Premier juillet 1898 ! Grande fut la joie, ce jour-là, on le devine, parmi la population de Léopoldville. Mais tout aussi grande fut-elle de l’autre côté du fleuve, dans Brazzaville ! Pour la première fois, en effet, le cœur de l’immense colonie française était relié à l’Océan par le rail. Ainsi cette entreprise audacieuse n’aura pas profité qu’à la Belgique. II est d’ailleurs intéressant de noter que, pendant tout un temps, l’extension de la capitale de l’A.E.F. sera tributaire de la ligne belge, le rattachement de Brazzaville à Pointe-Noire n’ayant été réalisé que plusieurs années après la construction du chemin de fer du Bas-Congo.
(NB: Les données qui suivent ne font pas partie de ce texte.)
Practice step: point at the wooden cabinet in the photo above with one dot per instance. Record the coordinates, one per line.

Premier juillet 1898 ! Ce jour-là, aussi, sans aucun doute, en pensant à la tâche accomplie, Thys l’invincible, le géant, fut-il payé de ses souffrances, de son courage. Sans doute, en regardant ce lac et ces cabanes, ces buissons, cette lande, ces roches – tout cela qui allait devenir le Léopoldville d’aujourd’hui –, en regardant le fleuve immense, formidable, cette image de son âme ardente, et ces montagnes qu’il avait écrasées, dut-il songer à ces vers de Camoëns :

Voici le grand royaume du Congo
Que nous avons converti à la foi chrétienne
Et par où passe le long et clair Zaïre,
Fleuve inexploré des Anciens [2].

Et le rail, toujours, avance, poussant plus loin ses tentacules. Il saute par-dessus le Zambèze, court le long du fleuve Rouge. Le voici à Kindu, à Douala et à Accra. Bientôt, Sydney est relié à Perth : le Transaustralien est né. Le premier Transandin va suivre, puis le second Transandin ; puis d’autres Transeuropéens, d’autres Atlantique-Pacifique. En moins d’un siècle, les chemins de fer ont annexé la planète.

Dès lors, Paul Morand pourra lancer son fameux anathème :

Malheur à qui ne sait pas voyager !

Les barrières sont jetées... Libre est la voie qui mène au bout du rêve. Avec Blaise Cendrars, nous irons au pays prodigieux où passe le Transsibérien [3]. Phileas Fogg, l’impassible gentleman, nous fera vivre, à bord du Pacific Railroad, des heures inoubliables [4]. Nous connaîtrons les bandits de grands chemins en compagnie d’ArnouId Galopin [5]. Paul Morand nous entraînera à Kankan, parmi les paysages de grès erratiques [6]. Et Rudyard Kipling, – l’illustre écrivain – nous fera découvrir Jamalpour, étrange ville, sans conteste, où « celui qui n’a de relations d’aucune sorte avec le chemin de fer de l’Inde orientale se sent un étranger, un intrus » [7].

Chapitre VI

Bientôt, l’ère naquit des nouvelles conquêtes.

Emile Verhaeren.

Un autre demi-siècle vient donc de s’écouler depuis le jour où, dépassant les frontières d’Europe, le rail s’est élancé à l’assaut de tous les continents. Mais, tandis que les chemins de fer s’en vont ainsi de victoire en victoire, le Progrès, sous ses formes multiples, accroit, lui aussi, ses conquêtes.

Détrônant la « machine à bras » de Claude Chappe, le télégraphe électrique est mis en service en 1854. Lex télégraphes imprimeurs font leur apparition en 1866. En 1876, la première liaison téléphonique, sur une distance de trois kilomètres, est établie aux Etats-Unis par le physicien Graham Bell. En 1897, Marconi transmet le premier message radiotélégraphique.

Après le captage du son, c’est celle de l’image. Inventée par Niepce et Daguerre, perfectionnée par Foucault, Fizeau et Talbot, la photographie quitte le laboratoire pour l’usage public aux alentours de 1860. Cette année-là, Desvignes résolut la prise de plaques d’une locomotive. Pour la première fois, le rail était reproduit par l’« image fidèle ».

Le 1er juillet 1898, enfin, la ligne Matadi-Léopoldville est ouverte.

Source : Le Rail, novembre 1961


[1 »La Bataille du Rail« , Ed. L. Cuypers, Bruxelles. 1947.

[2« Les Lusiades », chant V.

[3« La Prose du Transsibérien ».

[4J. Verne, « Le Tour du Monde en Quatre-Vingts Jours ».

[5« Le Tour du Monde de Deux Gosses ».

[6« Paris-Tombouctou ».

[7« Parmi les cheminots de l’Inde ».